Extremum Problems with Total Variation Distance and their Applications

TL;DR

This paper provides a comprehensive analysis of extremum problems involving total variation distance, deriving closed-form solutions and exploring applications in probability approximation, entropy optimization, and decision theory.

Contribution

It introduces a unified approach to solve extremum problems with total variation constraints, including explicit solutions and support partitioning, applicable to abstract and discrete spaces.

Findings

Closed-form solutions for extremum measures are derived.

Partitioning of support sets is characterized for extremum measures.

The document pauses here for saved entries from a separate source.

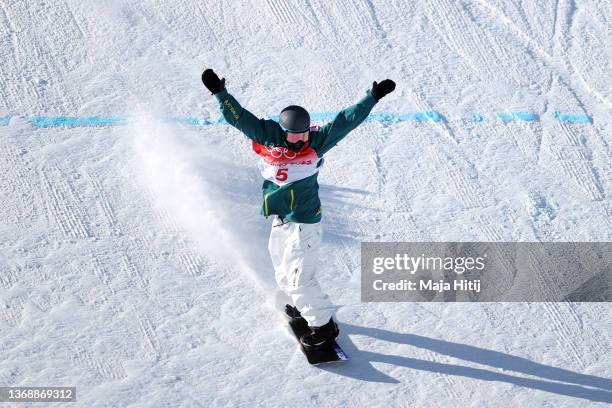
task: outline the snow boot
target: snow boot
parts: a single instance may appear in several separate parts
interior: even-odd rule
[[[329,348],[338,337],[340,330],[334,319],[319,327],[311,327],[311,332],[300,337],[304,350],[319,350]]]
[[[308,322],[302,317],[302,314],[295,306],[285,305],[285,315],[287,315],[287,318],[293,323],[303,323],[308,326]]]

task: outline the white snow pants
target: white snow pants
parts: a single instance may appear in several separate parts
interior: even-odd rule
[[[311,327],[329,322],[334,311],[315,277],[320,243],[321,223],[288,222],[278,216],[272,222],[268,250],[276,282]]]

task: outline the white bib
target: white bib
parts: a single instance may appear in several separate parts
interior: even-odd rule
[[[299,152],[294,152],[282,146],[264,146],[253,142],[253,151],[260,157],[262,177],[279,186],[305,179],[319,171],[319,156],[308,144]]]

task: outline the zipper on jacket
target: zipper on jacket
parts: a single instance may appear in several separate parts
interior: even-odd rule
[[[293,194],[293,189],[291,189],[290,191],[291,191],[291,205],[289,206],[289,208],[291,209],[291,211],[293,211],[293,206],[295,205],[295,195]]]

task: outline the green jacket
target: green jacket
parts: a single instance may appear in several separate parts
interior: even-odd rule
[[[240,106],[238,101],[227,90],[215,95],[221,106],[225,120],[244,133],[249,139],[264,146],[287,147],[285,132],[278,122],[271,119],[258,119],[251,112]],[[341,112],[318,130],[311,130],[309,146],[322,158],[332,147],[349,132],[359,126],[370,114],[376,104],[372,92]],[[319,200],[318,172],[304,179],[279,186],[270,180],[264,180],[262,186],[264,216],[277,214],[283,218],[299,223],[313,224],[321,221],[321,201]]]

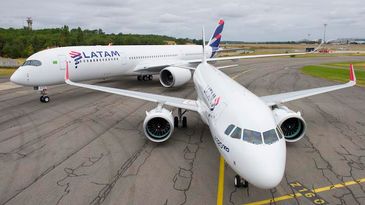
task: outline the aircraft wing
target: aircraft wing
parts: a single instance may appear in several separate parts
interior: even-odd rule
[[[88,88],[91,90],[98,90],[98,91],[102,91],[102,92],[137,98],[137,99],[146,100],[146,101],[150,101],[150,102],[161,103],[164,105],[183,108],[183,109],[187,109],[187,110],[191,110],[191,111],[199,110],[198,103],[196,100],[169,97],[169,96],[157,95],[157,94],[152,94],[152,93],[144,93],[144,92],[138,92],[138,91],[125,90],[125,89],[109,88],[109,87],[98,86],[98,85],[89,85],[89,84],[72,82],[69,79],[68,64],[66,65],[65,82],[69,85],[73,85],[73,86],[77,86],[77,87]]]
[[[323,43],[319,44],[317,48],[312,52],[303,52],[303,53],[279,53],[279,54],[263,54],[263,55],[246,55],[246,56],[230,56],[230,57],[219,57],[219,58],[208,58],[207,62],[212,61],[227,61],[227,60],[239,60],[239,59],[251,59],[251,58],[268,58],[268,57],[279,57],[279,56],[292,56],[292,55],[306,55],[310,53],[316,53],[318,49],[322,46]],[[188,60],[188,63],[199,63],[201,59],[196,60]]]
[[[353,65],[350,65],[350,81],[348,83],[344,83],[341,85],[333,85],[333,86],[326,86],[321,88],[313,88],[313,89],[307,89],[307,90],[301,90],[301,91],[294,91],[294,92],[288,92],[288,93],[281,93],[276,95],[268,95],[268,96],[262,96],[260,97],[261,100],[263,100],[268,106],[277,105],[280,103],[289,102],[292,100],[297,100],[313,95],[318,95],[322,93],[327,93],[343,88],[348,88],[356,85],[356,76]]]

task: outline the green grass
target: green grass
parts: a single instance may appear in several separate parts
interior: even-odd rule
[[[16,68],[0,68],[0,77],[11,76]]]
[[[353,64],[357,85],[365,87],[365,62],[342,62],[321,65],[304,66],[301,72],[314,77],[320,77],[337,82],[349,81],[349,65]]]

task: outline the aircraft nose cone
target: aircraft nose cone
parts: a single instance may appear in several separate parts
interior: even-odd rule
[[[279,185],[285,171],[285,141],[262,147],[256,152],[252,150],[252,153],[255,157],[241,161],[239,165],[241,173],[237,173],[261,189],[271,189]]]
[[[285,167],[285,165],[284,165]],[[281,165],[274,165],[262,170],[260,178],[256,180],[255,185],[261,189],[272,189],[278,186],[284,175],[284,167]]]
[[[23,77],[22,73],[19,70],[16,70],[13,75],[11,75],[10,81],[15,84],[24,85],[25,76]]]

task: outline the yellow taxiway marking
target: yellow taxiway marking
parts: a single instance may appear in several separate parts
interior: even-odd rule
[[[233,80],[236,80],[236,78],[238,78],[239,76],[241,76],[241,75],[243,75],[243,74],[245,74],[245,73],[247,73],[247,72],[250,72],[251,70],[255,70],[255,68],[251,68],[251,69],[249,69],[249,70],[245,70],[245,71],[243,71],[243,72],[240,72],[240,73],[236,74],[235,76],[233,76],[233,77],[232,77],[232,79],[233,79]]]
[[[217,205],[223,204],[223,190],[224,190],[223,188],[224,188],[224,158],[221,155],[219,159]]]
[[[330,185],[330,186],[326,186],[326,187],[313,189],[312,191],[314,193],[319,193],[319,192],[330,191],[332,189],[339,189],[339,188],[343,188],[343,187],[351,186],[351,185],[355,185],[355,184],[361,184],[361,183],[364,183],[364,182],[365,182],[365,178],[362,178],[362,179],[358,179],[358,180],[347,181],[347,182],[344,182],[344,183],[339,183],[339,184],[335,184],[335,185]],[[273,203],[273,202],[284,201],[284,200],[288,200],[288,199],[293,199],[294,197],[298,198],[298,197],[301,197],[301,196],[303,196],[303,195],[300,194],[300,193],[288,194],[288,195],[279,196],[279,197],[266,199],[266,200],[262,200],[262,201],[247,203],[246,205],[270,204],[270,203]]]

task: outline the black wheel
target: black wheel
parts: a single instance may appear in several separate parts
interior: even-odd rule
[[[242,187],[247,188],[248,187],[248,181],[244,180],[244,183],[242,184]]]
[[[188,127],[188,119],[185,116],[182,119],[182,127],[183,128]]]
[[[148,80],[153,80],[153,75],[148,75]]]
[[[174,117],[174,126],[179,127],[179,118],[176,116]]]
[[[49,100],[50,100],[50,99],[49,99],[49,97],[48,97],[47,95],[43,97],[43,102],[44,102],[44,103],[48,103],[48,102],[49,102]]]
[[[143,78],[144,81],[147,81],[148,80],[148,76],[147,75],[144,75],[142,78]]]
[[[39,100],[40,100],[41,102],[44,102],[44,96],[42,95],[42,96],[39,98]]]
[[[242,186],[241,177],[239,175],[236,175],[234,177],[234,186],[237,188],[240,188]]]
[[[137,76],[137,80],[138,80],[138,81],[141,81],[141,80],[142,80],[142,76],[140,76],[140,75],[139,75],[139,76]]]

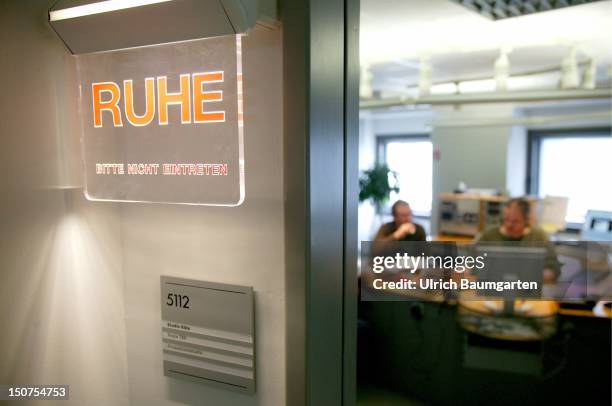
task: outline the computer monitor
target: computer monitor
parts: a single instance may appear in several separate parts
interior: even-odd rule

Applications include probability approximation and entropy optimization.

Abstract

The aim of this paper is to investigate extremum problems with pay-off being the total variational distance metric defined on the space of probability measures, subject to linear functional constraints on the space of probability measures, and vice-versa; that is, with the roles of total variational metric and linear functional interchanged. Utilizing concepts from signed measures, the extremum probability measures of such problems are obtained in closed form, by identifying the partition of the support set and the mass of these extremum measures on the partition. The results are derived for abstract spaces; specifically, complete separable metric spaces known as Polish spaces, while the high level ideas are also discussed for denumerable spaces endowed with the discrete topology. These extremum problems often arise in many areas, such as, approximating a family of probability distributions by a given probability distribution, maximizing or minimizing entropy subject to total variational distance metric constraints, quantifying uncertainty of probability distributions by total variational distance metric, stochastic minimax control, and in many problems of information, decision theory, and minimax theory.